Die Entkriminalisierung ist die größte Änderung des Gesetzes zu Schwangerschaftsabbrüchen in England und Wales seit fast 60 Jahren. Die 24-Wochen-Frist soll weiterhin bestehen bleiben, genauso wie die Pflicht, die Zustimmung zweier Ärzte vorzuweisen. Während Frauen, die ihre Schwangerschaft außerhalb der Vorschriften abbrechen, nicht mehr bestraft werden sollen, gilt das nicht für jene, die einen Abbruch außerhalb des geltenden Rechtsrahmens vornehmen. Das betrifft etwa medizinisches Fachpersonal oder Partner, die versuchen, eine Schwangerschaft zu beenden.

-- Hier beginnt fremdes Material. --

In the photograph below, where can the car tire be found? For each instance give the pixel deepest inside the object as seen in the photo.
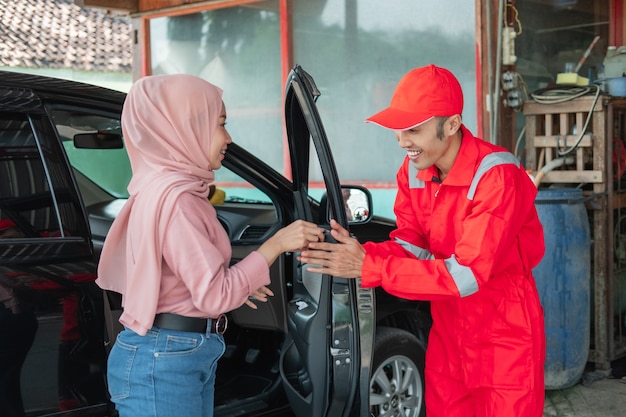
(397, 383)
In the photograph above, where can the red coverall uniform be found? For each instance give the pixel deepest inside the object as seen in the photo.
(469, 245)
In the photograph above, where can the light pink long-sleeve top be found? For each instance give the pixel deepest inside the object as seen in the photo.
(166, 250)
(196, 257)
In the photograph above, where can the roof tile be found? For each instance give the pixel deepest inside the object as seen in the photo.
(60, 34)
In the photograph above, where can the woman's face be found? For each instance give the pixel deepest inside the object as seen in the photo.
(220, 142)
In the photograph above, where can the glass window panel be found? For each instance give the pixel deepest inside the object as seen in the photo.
(26, 204)
(357, 51)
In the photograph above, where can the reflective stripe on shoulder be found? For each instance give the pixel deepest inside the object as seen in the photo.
(414, 182)
(462, 275)
(488, 162)
(420, 253)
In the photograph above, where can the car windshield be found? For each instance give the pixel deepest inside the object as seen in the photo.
(109, 169)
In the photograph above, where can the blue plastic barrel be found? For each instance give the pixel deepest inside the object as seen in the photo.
(563, 283)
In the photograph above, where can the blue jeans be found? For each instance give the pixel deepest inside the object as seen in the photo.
(164, 373)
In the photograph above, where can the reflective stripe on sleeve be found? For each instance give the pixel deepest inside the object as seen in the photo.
(488, 162)
(420, 253)
(462, 275)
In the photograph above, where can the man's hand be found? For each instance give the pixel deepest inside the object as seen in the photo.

Die Labour-Abgeordnete Stella Creasey hatte einen zweiten Änderungsantrag eingebracht. Dieser ging weit über Antoniazzis Vorschlag hinaus. Creaseys Novelle forderte, alle Klauseln zu Schwangerschaftsabbrüchen aus der »Crime and Policing Bill« von 1861 zu streichen, die Abbrüche verbieten, und den Zugang zu Abbrüchen als Menschenrecht zu verankern. Ihr Änderungsantrag wurde vor der Debatte von 108 Abgeordneten öffentlich unterstützt, jedoch schlussendlich nicht zur Abstimmung zugelassen. Warum wollten die Abgeordneten diese veralteten Gesetze »in irgendeiner Form oder Gestalt« beibehalten, anstatt von bewährten Praktiken weltweit für alle unsere Wähler zu lernen, fragte Creasey in ihrer Rede.